Prédio do antigo cinema Santo Antônio, onde atualmente funciona a Casa da Cidadania, na Avenida Vasco da Gama ▪ Imagem Alphabet
O Jaguaribe não era simplesmente um bairro-dormitório e muitos eram os que moravam e tinham trabalho lá mesmo. As inter-relações com o Centro antigo e bairros do entorno se davam de maneira intensa. Partindo do Centro antigo, uma linha de bonde cruzava internamente o bairro e outra o cortava, lateralmente, estendendo-se a Cruz das Armas.A pé, de bonde, de sopa ou marinete, convergiam para o Jaguaribe os que buscavam escolas, hospitais, salas de cinema, clubes sociais, o prado e os campos de futebol; o comércio de vizinhança, os ofícios e o serviço dos artífices e artesãos; os que buscavam os folguedos populares e os eventos que envolviam o bairro em concorrido lugar de diversão e lazer, por suas novenas, vias sacras, festa da padroeira em que não faltava algodão doce, circo, palhaço e roda gigante.
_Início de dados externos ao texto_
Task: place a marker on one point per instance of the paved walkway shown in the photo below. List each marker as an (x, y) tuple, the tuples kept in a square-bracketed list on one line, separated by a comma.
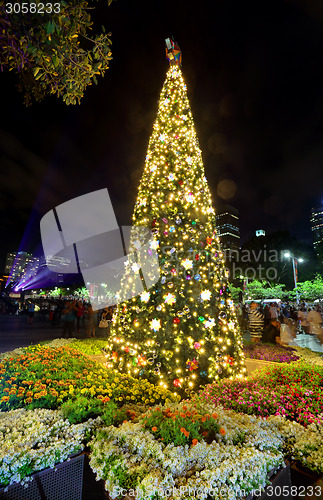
[(15, 332)]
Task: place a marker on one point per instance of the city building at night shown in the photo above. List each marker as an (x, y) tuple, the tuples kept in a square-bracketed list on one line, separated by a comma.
[(317, 227), (260, 232), (227, 222)]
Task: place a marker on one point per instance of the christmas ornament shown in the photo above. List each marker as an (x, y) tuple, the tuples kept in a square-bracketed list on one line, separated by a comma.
[(155, 324), (154, 244), (209, 323), (187, 264), (189, 198), (169, 299), (206, 295)]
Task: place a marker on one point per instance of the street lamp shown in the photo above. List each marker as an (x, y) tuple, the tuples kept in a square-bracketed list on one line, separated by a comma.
[(295, 261)]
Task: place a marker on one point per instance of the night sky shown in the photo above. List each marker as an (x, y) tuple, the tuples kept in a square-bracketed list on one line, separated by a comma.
[(254, 72)]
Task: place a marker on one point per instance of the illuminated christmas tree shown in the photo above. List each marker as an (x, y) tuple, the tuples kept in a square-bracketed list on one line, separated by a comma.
[(182, 332)]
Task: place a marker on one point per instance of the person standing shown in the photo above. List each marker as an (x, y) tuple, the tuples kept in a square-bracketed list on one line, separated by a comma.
[(256, 322)]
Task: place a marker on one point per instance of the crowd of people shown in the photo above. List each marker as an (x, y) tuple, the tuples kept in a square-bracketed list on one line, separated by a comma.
[(76, 317), (279, 323)]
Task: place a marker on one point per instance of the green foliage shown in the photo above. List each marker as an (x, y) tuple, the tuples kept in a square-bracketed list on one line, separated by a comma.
[(181, 426), (264, 290), (48, 377), (52, 52), (81, 409), (310, 290)]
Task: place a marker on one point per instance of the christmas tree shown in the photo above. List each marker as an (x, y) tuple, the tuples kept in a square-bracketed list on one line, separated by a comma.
[(182, 332)]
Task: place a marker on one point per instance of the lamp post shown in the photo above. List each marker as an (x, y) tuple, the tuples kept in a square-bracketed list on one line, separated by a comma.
[(295, 261)]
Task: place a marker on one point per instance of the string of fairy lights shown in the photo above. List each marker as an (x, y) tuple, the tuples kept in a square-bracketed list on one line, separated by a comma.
[(182, 332)]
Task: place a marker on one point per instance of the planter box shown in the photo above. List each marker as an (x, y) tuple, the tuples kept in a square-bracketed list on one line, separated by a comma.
[(276, 490), (64, 482), (255, 364)]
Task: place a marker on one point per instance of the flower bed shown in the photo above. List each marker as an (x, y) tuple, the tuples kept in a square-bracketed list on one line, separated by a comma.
[(34, 440), (48, 377), (266, 352), (292, 391), (182, 446), (187, 446)]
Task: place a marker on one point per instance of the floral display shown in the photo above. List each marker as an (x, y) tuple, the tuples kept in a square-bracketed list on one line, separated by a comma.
[(34, 440), (292, 391), (275, 353), (48, 377)]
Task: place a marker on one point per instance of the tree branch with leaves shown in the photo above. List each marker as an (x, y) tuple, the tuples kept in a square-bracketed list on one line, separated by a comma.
[(53, 53)]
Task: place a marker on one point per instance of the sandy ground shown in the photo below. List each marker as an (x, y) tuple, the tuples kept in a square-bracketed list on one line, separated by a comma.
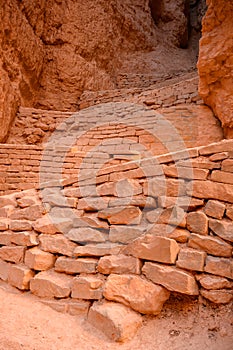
[(28, 324)]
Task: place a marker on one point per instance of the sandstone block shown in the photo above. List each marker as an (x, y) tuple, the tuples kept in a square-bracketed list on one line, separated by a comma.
[(4, 224), (211, 245), (86, 235), (37, 259), (119, 264), (20, 276), (227, 165), (117, 321), (12, 254), (215, 209), (87, 287), (223, 296), (171, 216), (5, 238), (223, 229), (57, 244), (25, 238), (74, 266), (154, 248), (4, 269), (172, 278), (222, 176), (100, 249), (214, 282), (20, 225), (197, 222), (138, 293), (210, 190), (190, 259), (50, 284), (125, 234), (219, 266), (122, 216)]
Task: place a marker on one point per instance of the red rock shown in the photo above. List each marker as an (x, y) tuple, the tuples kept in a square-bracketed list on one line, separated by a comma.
[(87, 287), (190, 259), (57, 244), (12, 254), (119, 264), (74, 266), (211, 245), (50, 284), (214, 282), (39, 260), (223, 296), (219, 266), (4, 269), (197, 222), (19, 276), (138, 293), (25, 238), (20, 225), (122, 216), (99, 249), (222, 228), (117, 321), (172, 278), (215, 209), (154, 248)]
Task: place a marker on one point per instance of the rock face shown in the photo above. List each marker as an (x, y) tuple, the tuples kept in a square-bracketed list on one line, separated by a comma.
[(215, 61)]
Igreja Nossa Senhora do Rosário, na Avenida Primeiro de Maio ▪ Imagem Alphabet
Tempos se passaram e a malhação do Judas, os festejos juninos, o carnaval de rua, as festas de clubes, os assustados e as missas domingueiras ainda são recordações que não saíram do imaginário de muita gente. E quando o filme era bom, a cada sessão, as filas davam volta no quarteirão.A Igreja do Rosário, os Hospitais Napoleão Lauriano, Clementino Fraga e Cândida Vargas, os cines Santo Antonio, São José e Jaguaribe, a Escola Industrial, os Colégios e Grupos Escolares comandavam o cotidiano do bairro, num vai e vem de gente que cresceu ainda mais com a chegada da Escola Industrial e Centro Administrativo, anos depois.
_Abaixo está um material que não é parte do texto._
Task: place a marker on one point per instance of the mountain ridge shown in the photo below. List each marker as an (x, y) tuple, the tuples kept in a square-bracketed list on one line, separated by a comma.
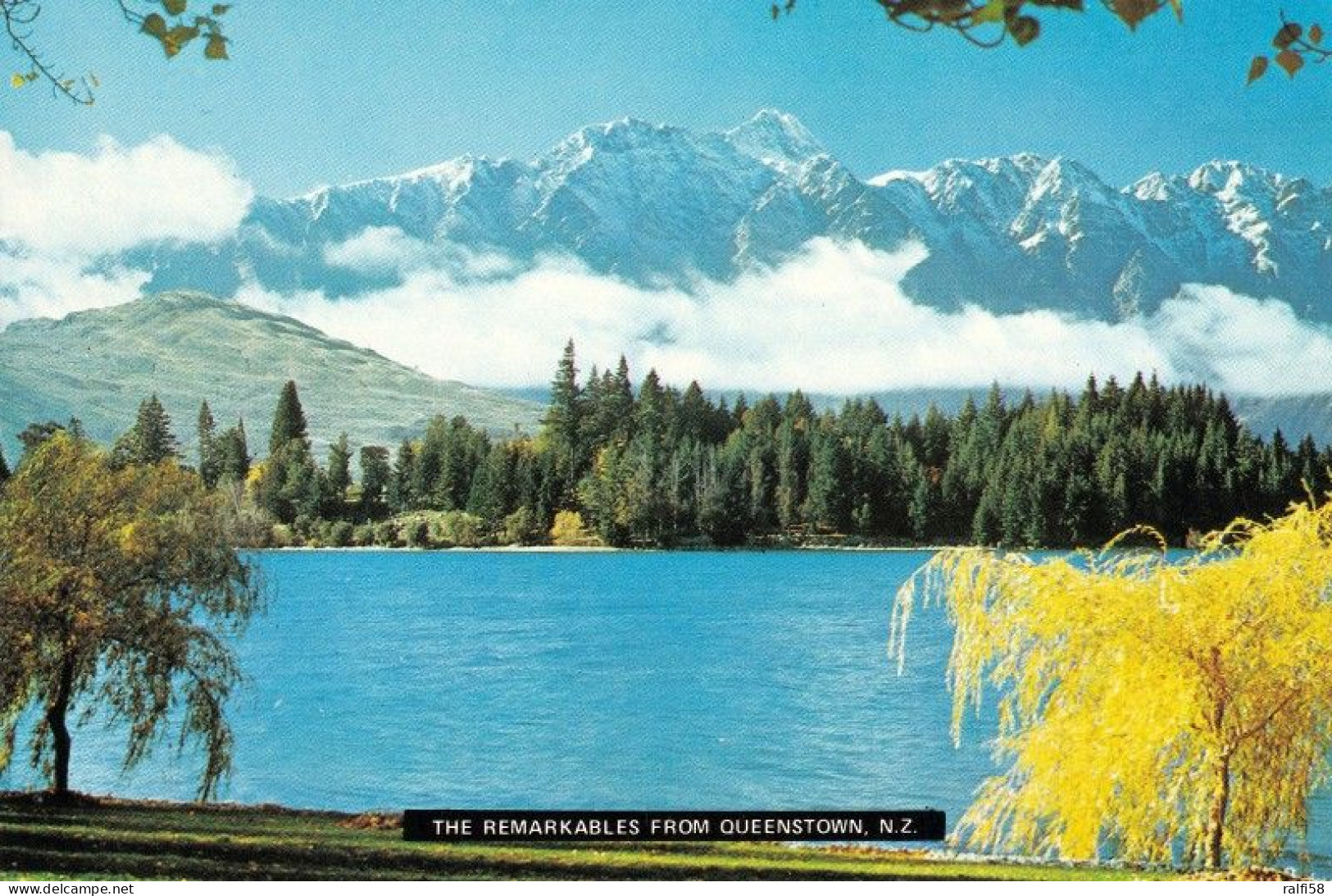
[(661, 204), (187, 348)]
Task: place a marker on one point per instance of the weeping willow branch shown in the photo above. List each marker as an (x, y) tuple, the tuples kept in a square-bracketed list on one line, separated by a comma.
[(168, 21)]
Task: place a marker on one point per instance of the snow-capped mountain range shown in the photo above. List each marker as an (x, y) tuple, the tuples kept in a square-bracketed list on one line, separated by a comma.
[(658, 204)]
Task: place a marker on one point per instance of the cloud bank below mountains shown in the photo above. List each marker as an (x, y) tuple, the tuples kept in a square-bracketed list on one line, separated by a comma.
[(833, 318)]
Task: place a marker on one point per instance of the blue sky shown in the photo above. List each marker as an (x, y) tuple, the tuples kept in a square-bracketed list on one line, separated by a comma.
[(334, 91)]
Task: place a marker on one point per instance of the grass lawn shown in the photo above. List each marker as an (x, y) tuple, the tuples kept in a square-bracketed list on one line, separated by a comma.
[(170, 840)]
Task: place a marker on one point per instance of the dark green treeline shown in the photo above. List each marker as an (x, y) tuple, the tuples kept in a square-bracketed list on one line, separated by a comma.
[(650, 465)]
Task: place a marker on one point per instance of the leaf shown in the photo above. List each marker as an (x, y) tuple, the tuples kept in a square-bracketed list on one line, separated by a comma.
[(1257, 68), (216, 47), (1289, 60), (1134, 11), (1289, 34), (993, 11), (155, 25), (1025, 30)]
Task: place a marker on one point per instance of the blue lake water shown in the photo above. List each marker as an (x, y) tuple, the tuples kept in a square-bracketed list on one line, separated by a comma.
[(390, 680)]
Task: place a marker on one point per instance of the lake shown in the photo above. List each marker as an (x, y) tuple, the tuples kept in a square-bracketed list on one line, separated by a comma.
[(665, 680)]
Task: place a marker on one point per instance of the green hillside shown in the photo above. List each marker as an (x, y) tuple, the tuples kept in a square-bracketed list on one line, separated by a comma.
[(98, 365)]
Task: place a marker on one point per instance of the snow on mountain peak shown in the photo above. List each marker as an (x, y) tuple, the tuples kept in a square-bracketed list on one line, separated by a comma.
[(777, 139)]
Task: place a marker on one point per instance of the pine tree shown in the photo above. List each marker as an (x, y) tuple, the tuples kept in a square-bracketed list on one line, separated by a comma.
[(288, 420), (209, 453), (564, 425), (340, 467), (234, 461), (401, 494), (376, 477), (149, 439)]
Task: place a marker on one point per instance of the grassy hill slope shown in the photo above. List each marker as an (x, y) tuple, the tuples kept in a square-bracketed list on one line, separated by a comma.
[(98, 365)]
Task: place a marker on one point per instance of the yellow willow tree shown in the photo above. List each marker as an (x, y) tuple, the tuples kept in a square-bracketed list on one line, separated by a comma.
[(1175, 712), (119, 591)]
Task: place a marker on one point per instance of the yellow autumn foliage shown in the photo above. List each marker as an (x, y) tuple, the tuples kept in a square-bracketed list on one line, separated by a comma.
[(1166, 712)]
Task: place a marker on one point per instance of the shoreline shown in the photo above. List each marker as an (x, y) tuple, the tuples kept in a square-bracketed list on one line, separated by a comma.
[(160, 839), (607, 548)]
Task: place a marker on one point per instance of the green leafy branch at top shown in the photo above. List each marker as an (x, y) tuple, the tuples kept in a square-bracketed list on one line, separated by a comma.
[(1295, 46), (175, 25), (990, 23)]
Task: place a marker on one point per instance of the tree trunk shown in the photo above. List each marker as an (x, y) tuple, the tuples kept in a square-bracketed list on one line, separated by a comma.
[(1216, 817), (57, 718)]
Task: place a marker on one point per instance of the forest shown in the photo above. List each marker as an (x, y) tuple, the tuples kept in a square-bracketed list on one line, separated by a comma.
[(656, 466)]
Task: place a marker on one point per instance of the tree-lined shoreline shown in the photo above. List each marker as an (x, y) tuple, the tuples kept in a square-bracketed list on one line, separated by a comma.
[(618, 465)]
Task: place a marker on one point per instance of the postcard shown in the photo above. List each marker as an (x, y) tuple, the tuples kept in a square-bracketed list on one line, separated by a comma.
[(813, 441)]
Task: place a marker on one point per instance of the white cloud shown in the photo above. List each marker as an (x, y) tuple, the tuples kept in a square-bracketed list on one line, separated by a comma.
[(116, 198), (388, 249), (833, 320), (40, 286)]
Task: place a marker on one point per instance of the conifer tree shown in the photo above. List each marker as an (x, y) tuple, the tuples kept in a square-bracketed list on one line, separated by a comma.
[(149, 439), (340, 467), (288, 420), (376, 478), (209, 454), (234, 454)]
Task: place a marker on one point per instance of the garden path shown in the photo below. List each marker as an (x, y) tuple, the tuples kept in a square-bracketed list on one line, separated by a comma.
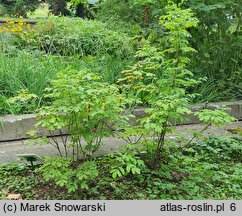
[(8, 150)]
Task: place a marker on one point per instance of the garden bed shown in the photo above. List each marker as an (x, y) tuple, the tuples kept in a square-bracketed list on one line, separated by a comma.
[(16, 127)]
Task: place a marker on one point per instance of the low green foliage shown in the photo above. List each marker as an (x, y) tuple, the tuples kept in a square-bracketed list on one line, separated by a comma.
[(209, 170), (86, 107), (70, 36), (68, 173), (125, 163)]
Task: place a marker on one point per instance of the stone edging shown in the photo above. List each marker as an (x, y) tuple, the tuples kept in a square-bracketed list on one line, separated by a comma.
[(15, 127)]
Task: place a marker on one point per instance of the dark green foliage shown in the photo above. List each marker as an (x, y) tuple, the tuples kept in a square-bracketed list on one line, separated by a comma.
[(58, 7), (18, 7), (70, 36), (218, 42), (195, 173)]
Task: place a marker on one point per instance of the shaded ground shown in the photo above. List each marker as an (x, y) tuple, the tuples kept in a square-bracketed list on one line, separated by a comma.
[(8, 150)]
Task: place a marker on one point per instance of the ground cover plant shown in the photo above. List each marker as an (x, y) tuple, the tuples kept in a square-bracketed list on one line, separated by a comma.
[(194, 173), (84, 92)]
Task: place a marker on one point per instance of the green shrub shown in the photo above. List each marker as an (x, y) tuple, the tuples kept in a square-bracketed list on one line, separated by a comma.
[(68, 173), (73, 36), (220, 149), (86, 107)]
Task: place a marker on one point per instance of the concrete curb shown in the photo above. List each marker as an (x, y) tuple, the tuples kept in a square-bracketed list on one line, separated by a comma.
[(15, 127)]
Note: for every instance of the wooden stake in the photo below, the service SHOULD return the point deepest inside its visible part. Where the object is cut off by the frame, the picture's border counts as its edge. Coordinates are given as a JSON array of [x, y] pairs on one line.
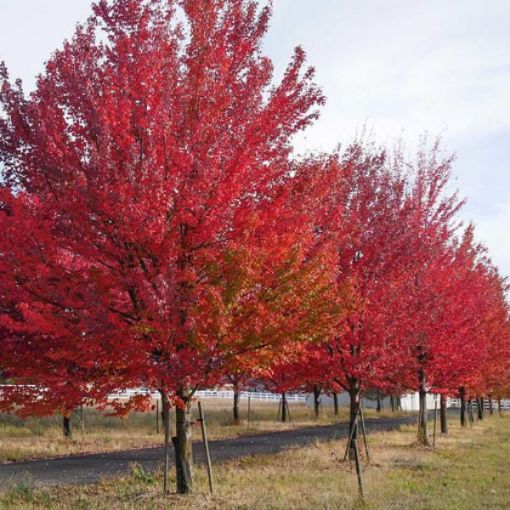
[[364, 431], [206, 447], [166, 425], [82, 422], [351, 434], [157, 416], [435, 420], [358, 469]]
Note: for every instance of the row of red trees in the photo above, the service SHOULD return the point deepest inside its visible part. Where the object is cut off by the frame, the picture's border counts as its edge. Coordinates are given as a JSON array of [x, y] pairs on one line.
[[157, 231]]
Centro Administrativo do Governo do Estado da Paraíba, na Rua Frei Martinho ▪ Imagem Alphabet
Apesar de vozes contrárias, a mudança do local original da Feira Livre do Jaguaribe, das proximidades da antiga Escola Industrial e da Balaustrada, para as bordas da Mata do Buraquinho, historicamente, representou mais ganhos do que perdas. De tanto êxito alcançado, dado o volume de negócios que movimentava e devido ao número de pessoas envolvidas, o governo municipal passou a classificá-la como Mercado Público. Na verdade, esta feira é um grande mercado a céu aberto no bairro. E sobre ela se afirma: “A Feira do Jaguaribe é a mais completa feira da cidade”. É por isso que “Feira do Jaguaribe”, por avaliação, é o conceito que a coloca “como a principal representação social na formação da identidade do bairro”.Feira de Jaguaribe, entre as ruas Generino Maciel e Jáder de Carvalho Nunes ▪ Imagem Alphabet
O bairro foi o berço de várias gerações de jovens pobres, cuja ascensão social se dava principalmente pela Educação. O ensino primário de qualidade, oferecido no próprio bairro, era o passaporte para a continuação da formação no Lyceu Paraibano, Escola Normal, Colégios Pio X, Pio XII, Lourdinas, Lins de Vasconcelos e outros. A educação seria, sem dúvida, o fator que não tardaria em transformá-los em cidadãos ilustres a comandar a vida da cidade e do Estado, como médicos, engenheiros, advogados, magistrados, professores de todos os níveis de ensino, músicos, esportistas, administradores, governantes, servidores públicos, políticos, artistas, homens de negócios, religiosos e outros. Espera-se que as “feridas” da vizinha Trincheiras não contaminem o bairro, pois requalificação de áreas urbanas no país, hoje, é também “pandemia nacional incurável” que o abandono e ausência de planos tomaram conta.